Are you sure the Trusted Root store if the correct place? Does the cert you
generated identify you as a Certificate Authority?
 
J

Jason Dunn

Are you sure the Trusted Root store if the correct place? Does the cert
you generated identify you as a Certificate Authority?

Sorry for the delay in getting back to you, I was waiting on a response from
my server admin. Here's what he said:

"Yes, the root CA is a CA cert. It is self-signed. Its Subject is
C=CA/ST=Alberta/L=Calgard/O=Thoughts Media/OU=Admin Team/CN=Root CA

It has X509v3 Basic Constraints "CA:TRUE" (which means it is a CA cert).
That's this guy's question, and the answer is yes.

There is a self-generated service cert which was signed by that root CA
cert. The subject of this cert is C=CA/ST=Alberta/O=Thoughts Media/OU=Admin
Team/CN=castle.thoughtsmedia.com/[email protected]"

That means nothing to me, but maybe it will mean something to you. :)
 
B

Brian Tillman

Jason Dunn said:
"Yes, the root CA is a CA cert. It is self-signed. Its Subject is
C=CA/ST=Alberta/L=Calgard/O=Thoughts Media/OU=Admin Team/CN=Root CA

It has X509v3 Basic Constraints "CA:TRUE" (which means it is a CA
cert). That's this guy's question, and the answer is yes.

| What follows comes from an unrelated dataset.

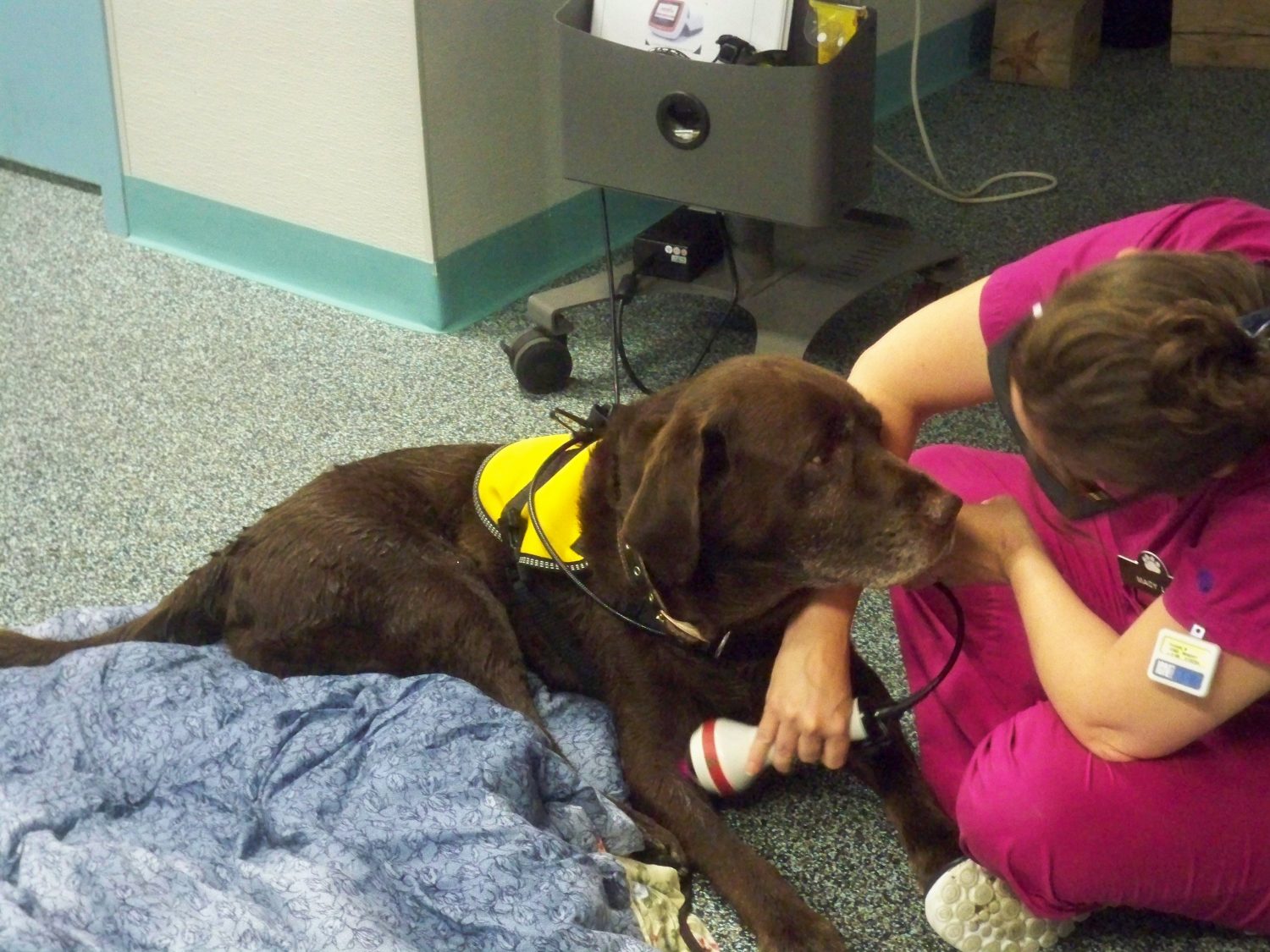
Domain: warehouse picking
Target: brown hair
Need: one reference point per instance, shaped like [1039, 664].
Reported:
[1138, 370]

There is a self-generated service cert which was signed by that root
CA cert. The subject of this cert is C=CA/ST=Alberta/O=Thoughts
Media/OU=Admin
Team/CN=castle.thoughtsmedia.com/[email protected]"

That means nothing to me, but maybe it will mean something to you. :)

What do you have set for the "Intended Purposes"?
 
J

Jason Dunn

What do you have set for the "Intended Purposes"?

Good question! I asked my admin guy, and he said that while the cert is RFC
3280 compliant, there's a clause there that says this:

" ... Certificate using
applications MAY require that a particular purpose be indicated in
order for the certificate to be acceptable to that application."

So is that what Outlook 2007 requires? And is this new to Outlook 2007, or
something that has always been the case?
 
B

Brian Tillman

Jason Dunn said:
Good question! I asked my admin guy, and he said that while the cert
is RFC 3280 compliant, there's a clause there that says this:

" ... Certificate using
applications MAY require that a particular purpose be indicated in
order for the certificate to be acceptable to that application."

So check the intended purpose.
So is that what Outlook 2007 requires? And is this new to Outlook
2007, or something that has always been the case?

It has always been the case, as far as I know.